La fin de la course aux « like » sur les réseaux sociaux ?

La fin de la course aux « like » sur les réseaux sociaux ?

Fini le nombre de « like » sous les contenus Facebook en Australie. En tout cas pour l'instant. Le réseau social teste le concept avant de décider s’il l’étendra, ou non, au reste du monde. Et il n'est pas le seul. Depuis cet été, Instagram (groupe Facebook également) évalue déjà la pertinence de dissimuler les mentions « j’aime » au Canada, en Australie, en Nouvelle-Zélande, au Japon, en Italie et en Irlande. Et les premiers retours semblent concluants. 

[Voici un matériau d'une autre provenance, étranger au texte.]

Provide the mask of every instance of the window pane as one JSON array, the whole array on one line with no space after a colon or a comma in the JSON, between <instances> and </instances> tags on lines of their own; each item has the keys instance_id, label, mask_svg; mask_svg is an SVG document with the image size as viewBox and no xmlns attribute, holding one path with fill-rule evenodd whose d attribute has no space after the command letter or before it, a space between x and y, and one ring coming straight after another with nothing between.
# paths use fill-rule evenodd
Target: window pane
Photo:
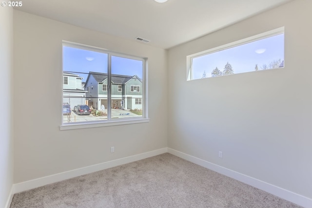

Ce ne sont pas les premiers cependant à penser une telle démarche. En mars, c’est Twitter qui avait annoncé développer Twittr, une nouvelle version bêta du réseau au petit oiseau. Une version dans laquelle la ou le propriétaire du compte peut toujours voir le nombre de « like » et de retweets, mais pas ses followers. En tout cas, pas sans une petite manipulation. 

Préserver l’estime de soi 

Objectif affiché de ce changement majeur : limiter l’impact négatif de ces fameuses mentions « j’aime » sur l’estime de soi des internautes. Qui n’a pas en effet déjà ressenti une profonde déception à la vue du très petit nombre de pouces levés au bas de son dernier post ou de sa dernière photo ? Au point, pour certains, de se sentir parfois dévalorisés, voire mis de côté quand les amis, eux, capitalisent un maximum de soutien de la part de leurs followers. 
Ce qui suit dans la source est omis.